Chicago-area ComEd and downstate Ameren either sold some of their power plants or spun others off to affiliated companies focused solely on generating electricity to be marketed in a competitive market. Utilities and the regulators could concentrate on the singular task of reliably delivering energy over the distribution network and assuring equal access by buyers and sellers to the grid.

The Illinois Commerce Commission started the process in the mid-1980s with policy papers urging reliance on competition in telecommunications, natural gas and electricity as a better regulator of prices than lengthy administrative proceedings.
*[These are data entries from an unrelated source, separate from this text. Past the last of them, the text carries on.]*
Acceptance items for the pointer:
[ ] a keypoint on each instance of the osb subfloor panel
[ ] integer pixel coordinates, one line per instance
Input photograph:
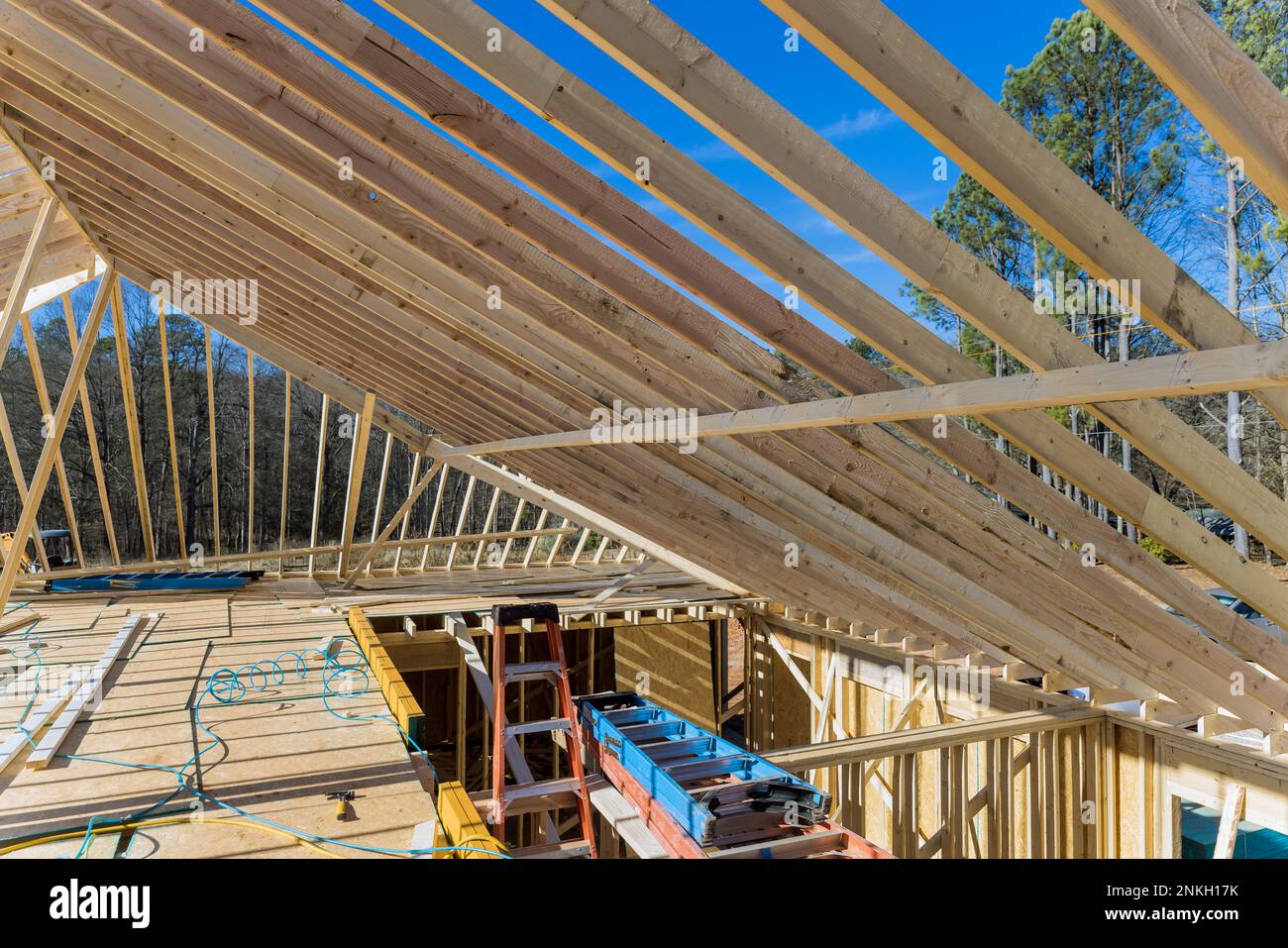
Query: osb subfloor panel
(283, 751)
The General Assembly passed a modernized telecommunications law in 1985 that helped accelerate the dramatic changes in telecommunications now a part of our everyday lives.

Customer choice in electricity supply is now the rule in over a dozen states accounting for more than 40 percent of all U.S. electricity consumption. Some states, such as California and Michigan, mismanaged their transitions and are facing rapidly rising rates. Illinois stayed on course as did such foreign countries as the UK, Australia, New Zealand some Canadian provinces and much of Europe.

Today, some 75 licensed alternative retail electricity suppliers (ARES) supply about two-thirds of all the electricity consumed in Illinois. The latest vivid illustration of customer choice came with this year’s elections in which voters in more than 450 communities, including Chicago, have authorized municipal aggregation programs. “Muni-agg” allows local governments to arrange competitive electricity supply contracts for residential and small business customers in their jurisdictions. Customers can opt out in favor of a supplier of their own choosing.

In the decade prior to implementation of customer choice in 1999, electricity prices paid by Illinois consumers averaged 12 percent above the national average. Since then, Illinois prices have averaged 7 percent below the national norm.

This nearly 20 percent swing in Illinois’ price position has been worth more than $31 billion in electricity cost savings for businesses, government, schools, hospitals and households. Data from the U.S. Energy Information Administration show that since 1997, while electricity prices nationally have risen an average of 46 percent, Illinois electricity rates have risen 17 percent, about one-third the national pace and well below the rate of inflation.

Greg Baise, president of the Illinois Manufacturers Association, has often said that Illinois’ electricity choice policy has been the most successful economic development program in Illinois in many decades.

Despite a decade and a half of change, however, our mental map of the electricity business remains rooted in the old paradigm of the monopoly utility. For example, recent new stories about muni-agg report that customers are “leaving ComEd.” Not so.

While, most residential and small business customers receive a monthly bill with ComEd’s name on it, the electrical energy actually comes from a state government entity called the Illinois Power Agency. ComEd does not own or operate power plants. The IPA acquires power supplies through a competitive procurement process. ComEd only delivers the power and sends a bill for the energy cost, without a markup.

In the 1980s and beyond, billboards at the Wisconsin border invited businesses to cross the state line to get lower electricity rates. In 1997, average Illinois electricity rates were 47 percent higher than those in Wisconsin. The situation is now the reverse. Average electricity prices in the Land of Lincoln are 22 percent lower than Wisconsin’s.

It seems that in the Dairy State, which has declined to adopt electricity competition, it’s the consumers who are being milked.

Maybe it’s time that Illinoisans took some pride in a public policy achievement that has become a model for much of the industrialized world.

Ÿ Vince Persico, a Republican, and Philip Novak, a Democrat, were members of the Illinois House of Representatives who co-sponsored electricity customer choice law in 1997.